Todos aplaudiram e eu estava tão feliz que chorei abraçado a Suzana.
Menéas se aproximou e nos disse:
– Vocês dois à partir de agora comecem a cumprir sua missão, a grande família que construirão perdurará por milênios e será a semente de muitas outras que virão.
Menéas nos abraçou e partiu sem participar das comemorações posteriores.
A partir daí foi servida a sopa de lentilhas, tradicional em todos os casamentos, a alegria tomou conta de todos. Catarina veio ao nosso encontro e disse para Suzana que agora ela era também sua irmã, que respondeu:
– Catarina sempre desejei ter irmãs e agora além de um marido ganho uma, tão doce e carinhosa, é muita felicidade.
– Os Deuses farão com que sejamos sempre amigas, eu sinto isso.

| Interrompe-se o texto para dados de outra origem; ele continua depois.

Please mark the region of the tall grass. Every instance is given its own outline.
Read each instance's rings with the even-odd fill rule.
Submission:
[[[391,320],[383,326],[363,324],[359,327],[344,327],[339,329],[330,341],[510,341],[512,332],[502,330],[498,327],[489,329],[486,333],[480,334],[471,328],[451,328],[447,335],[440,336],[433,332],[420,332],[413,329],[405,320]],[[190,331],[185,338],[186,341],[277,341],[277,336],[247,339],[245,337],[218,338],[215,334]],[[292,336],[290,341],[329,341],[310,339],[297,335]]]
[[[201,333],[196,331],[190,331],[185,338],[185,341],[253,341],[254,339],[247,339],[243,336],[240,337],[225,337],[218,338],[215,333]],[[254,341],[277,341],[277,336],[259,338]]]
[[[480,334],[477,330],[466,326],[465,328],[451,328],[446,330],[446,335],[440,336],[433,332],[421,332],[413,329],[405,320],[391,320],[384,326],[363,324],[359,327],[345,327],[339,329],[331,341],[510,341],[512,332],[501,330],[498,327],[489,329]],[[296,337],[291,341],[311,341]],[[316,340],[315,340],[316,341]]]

Afirmou Catarina.
Todos nos cumprimentaram, menos Minélus que misteriosamente desapareceu, mas no momento não percebi, apenas Suzana, quando mais tarde me contou tudo que havia ocorrido no passado.
A festa acabou por volta das quatro horas da tarde, Suzana se trocou, e todos, inclusive meus tios, saímos juntos, cada um carregando viveres e presentes, fomos em direção a nossa nova casa. Eu e Suzana íamos a frente do cortejo, conversando animadamente. Ao avistarmos nosso lar, apertamos as mãos e sem dizer palavras, selamos nosso pacto de amor e união que jamais se quebrou e permitiu que esta história fosse narrada após mais de dois mil e quinhentos anos, por nós dois, Suzana e Aimanon.

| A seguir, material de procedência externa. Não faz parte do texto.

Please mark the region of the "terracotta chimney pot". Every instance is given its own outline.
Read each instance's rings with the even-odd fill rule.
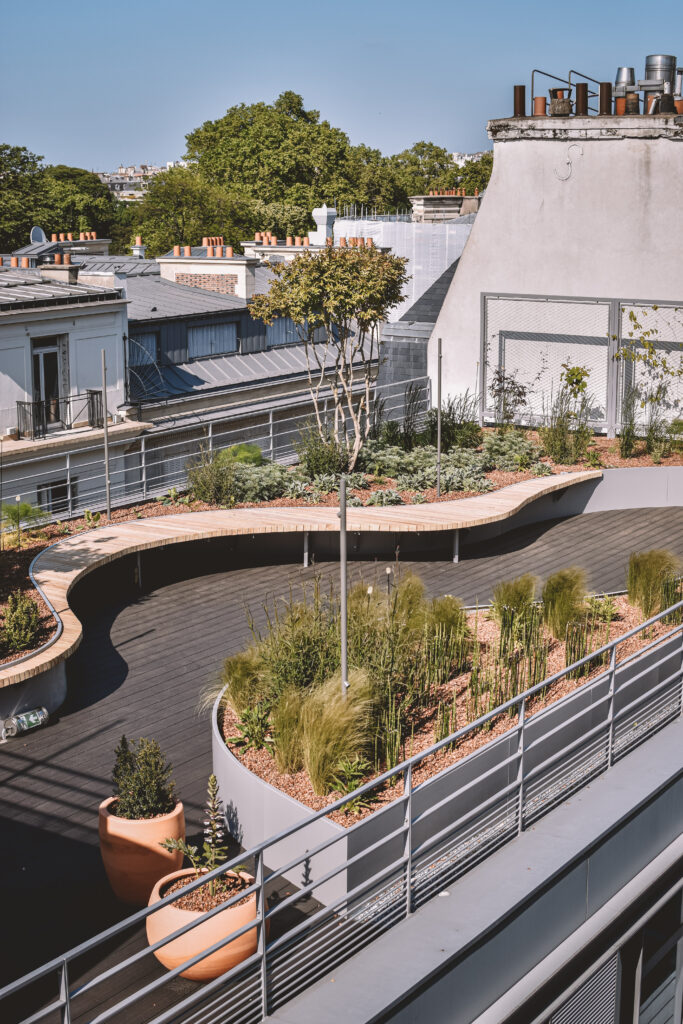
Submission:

Quando lá chegamos, todos ajeitaram o que haviam trazido, se despediram e partiram, inclusive vovó e mamãe. Catarina foi a última a sair dizendo a Suzana que podia contar com ela naquilo que precisasse.
Ficamos só nós dois, rodeados por nossa nova realidade, eu segurei suas mãos e disse:
– Meu amor, nós devemos agora, não permitir que nada interfira em nossa vida.
Ao que ela respondeu:
– Aimanon acima de qualquer dificuldade está nosso amor e é ele que nos sustentará e nos guiará na criação de nossos filhos.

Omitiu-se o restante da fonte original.